LibCrypto: Add generic 8-bit CRC

The implementation of this is naive enough so it can handle all 8-bit CRC polynomials, of which there are quite a few. The table generation and update procedure is MSB first, which is backwards from the LSB first method of CRC32.
2025-07-25 21:47:46 +00:00 · 2023-05-18 15:57:19 +02:00 · 2023-05-18 15:57:19 +02:00 · daf50ed885
commit daf50ed885
parent 4f9c91e34d
1 changed files with 76 additions and 0 deletions
--- a/Userland/Libraries/LibCrypto/Checksum/CRC8.h
+++ b/Userland/Libraries/LibCrypto/Checksum/CRC8.h
@ -0,0 +1,76 @@
+/*
+ * Copyright (c) 2023, kleines Filmröllchen <filmroellchen@serenityos.org>
+ *
+ * SPDX-License-Identifier: BSD-2-Clause
+ */
+
+#pragma once
+
+#include <AK/Types.h>
+#include <LibCrypto/Checksum/ChecksumFunction.h>
+
+namespace Crypto::Checksum {
+
+// A generic 8-bit Cyclic Redundancy Check.
+// Note that as opposed to CRC32, this class operates with MSB first, so the polynomial must not be reversed.
+// For example, the polynomial x⁸ + x² + x + 1 is represented as 0x07 and not 0xE0.
+template<u8 polynomial>
+class CRC8 : public ChecksumFunction<u8> {
+public:
+    // This is a big endian table, while CRC-32 uses a little endian table.

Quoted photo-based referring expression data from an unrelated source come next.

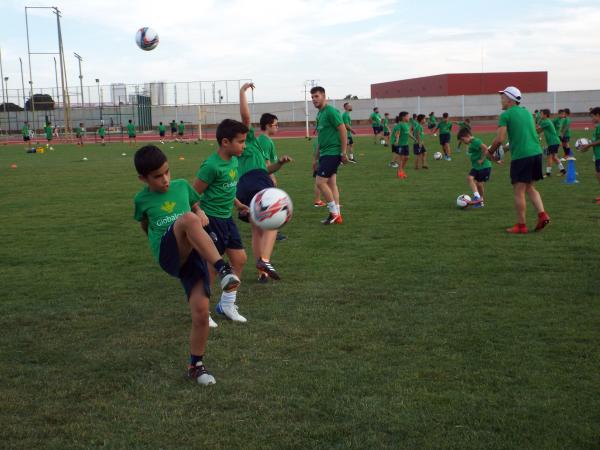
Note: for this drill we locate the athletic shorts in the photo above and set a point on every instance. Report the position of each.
(526, 170)
(251, 183)
(552, 149)
(481, 175)
(328, 166)
(191, 272)
(445, 138)
(224, 234)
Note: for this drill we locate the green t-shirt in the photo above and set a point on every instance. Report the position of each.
(524, 140)
(596, 137)
(163, 208)
(347, 119)
(221, 176)
(445, 126)
(328, 121)
(375, 119)
(268, 147)
(566, 127)
(475, 153)
(549, 132)
(253, 157)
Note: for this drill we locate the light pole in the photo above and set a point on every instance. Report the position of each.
(79, 58)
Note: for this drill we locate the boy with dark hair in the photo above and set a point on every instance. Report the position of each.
(254, 172)
(216, 182)
(481, 167)
(348, 124)
(169, 214)
(552, 142)
(331, 151)
(565, 132)
(595, 144)
(376, 124)
(526, 162)
(131, 132)
(444, 127)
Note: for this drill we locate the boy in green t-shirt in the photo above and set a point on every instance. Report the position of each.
(131, 132)
(216, 182)
(169, 214)
(102, 133)
(552, 141)
(444, 126)
(348, 124)
(595, 144)
(161, 132)
(331, 151)
(255, 165)
(481, 167)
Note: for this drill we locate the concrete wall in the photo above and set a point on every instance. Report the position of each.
(480, 106)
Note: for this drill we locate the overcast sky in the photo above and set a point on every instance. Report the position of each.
(345, 44)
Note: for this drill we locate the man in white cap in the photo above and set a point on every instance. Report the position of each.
(526, 159)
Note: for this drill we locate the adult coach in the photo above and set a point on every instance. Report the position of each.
(331, 151)
(526, 159)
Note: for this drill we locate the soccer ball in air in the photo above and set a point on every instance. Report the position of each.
(271, 209)
(146, 38)
(463, 201)
(581, 142)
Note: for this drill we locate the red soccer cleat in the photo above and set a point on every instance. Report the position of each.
(543, 220)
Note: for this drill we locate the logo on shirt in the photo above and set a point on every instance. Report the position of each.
(168, 207)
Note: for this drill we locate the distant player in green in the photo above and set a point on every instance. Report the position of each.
(347, 119)
(216, 181)
(254, 169)
(376, 124)
(565, 132)
(169, 214)
(180, 130)
(444, 127)
(526, 161)
(161, 132)
(79, 134)
(595, 144)
(401, 135)
(331, 151)
(552, 142)
(131, 132)
(419, 146)
(481, 166)
(102, 133)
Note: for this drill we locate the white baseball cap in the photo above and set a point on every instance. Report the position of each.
(512, 92)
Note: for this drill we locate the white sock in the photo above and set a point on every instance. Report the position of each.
(228, 298)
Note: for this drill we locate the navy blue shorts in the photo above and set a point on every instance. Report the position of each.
(191, 272)
(552, 149)
(526, 170)
(481, 175)
(252, 182)
(328, 166)
(224, 234)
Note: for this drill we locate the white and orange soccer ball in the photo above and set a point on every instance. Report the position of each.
(271, 208)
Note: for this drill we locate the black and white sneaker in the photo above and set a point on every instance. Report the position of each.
(229, 280)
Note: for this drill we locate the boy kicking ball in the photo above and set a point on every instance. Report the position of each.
(169, 214)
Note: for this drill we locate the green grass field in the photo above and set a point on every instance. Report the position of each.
(412, 325)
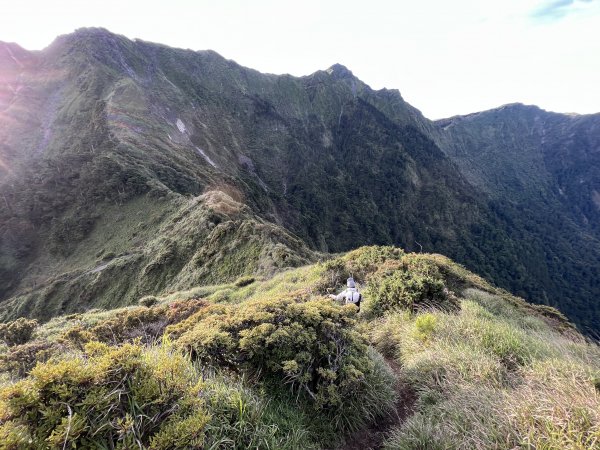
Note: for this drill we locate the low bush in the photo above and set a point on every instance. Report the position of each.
(20, 359)
(144, 323)
(409, 283)
(133, 397)
(359, 264)
(18, 331)
(148, 301)
(309, 346)
(244, 281)
(110, 398)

+    static constexpr auto generate_table()
+    {
+        Array<u8, 256> data {};
+        u8 value = 0x80;
+        auto i = 1u;
+        do {
+            if ((value & 0x80) != 0) {
+                value = polynomial ^ (value << 1);
+            } else {
+                value = value << 1;
+            }
+
+            for (auto j = 0u; j < i; ++j) {
+                data[i + j] = value ^ data[j];
+            }
+            i <<= 1;
+        } while (i < 256);
+        return data;
+    }
+
+    static constexpr auto table = generate_table();
+
+    virtual ~CRC8() = default;
+
+    CRC8() = default;
+    CRC8(ReadonlyBytes data)
+    {
+        update(data);
+    }
+
+    CRC8(u8 initial_state, ReadonlyBytes data)
+        : m_state(initial_state)
+    {
+        update(data);
+    }
+
+    // FIXME: This implementation is naive and slow.
+    //        Figure out how to adopt the slicing-by-8 algorithm (see CRC32) for 8 bit polynomials.
+    virtual void update(ReadonlyBytes data) override
+    {
+        for (size_t i = 0; i < data.size(); i++) {
+            size_t table_index = (m_state ^ data.at(i)) & 0xFF;
+            m_state = (table[table_index] ^ (static_cast<u32>(m_state) << 8)) & 0xFF;
+        }
+    }
+
+    virtual u8 digest() override
+    {
+        return m_state;
+    }
+
+private:
+    u8 m_state { 0 };
+};
+
+}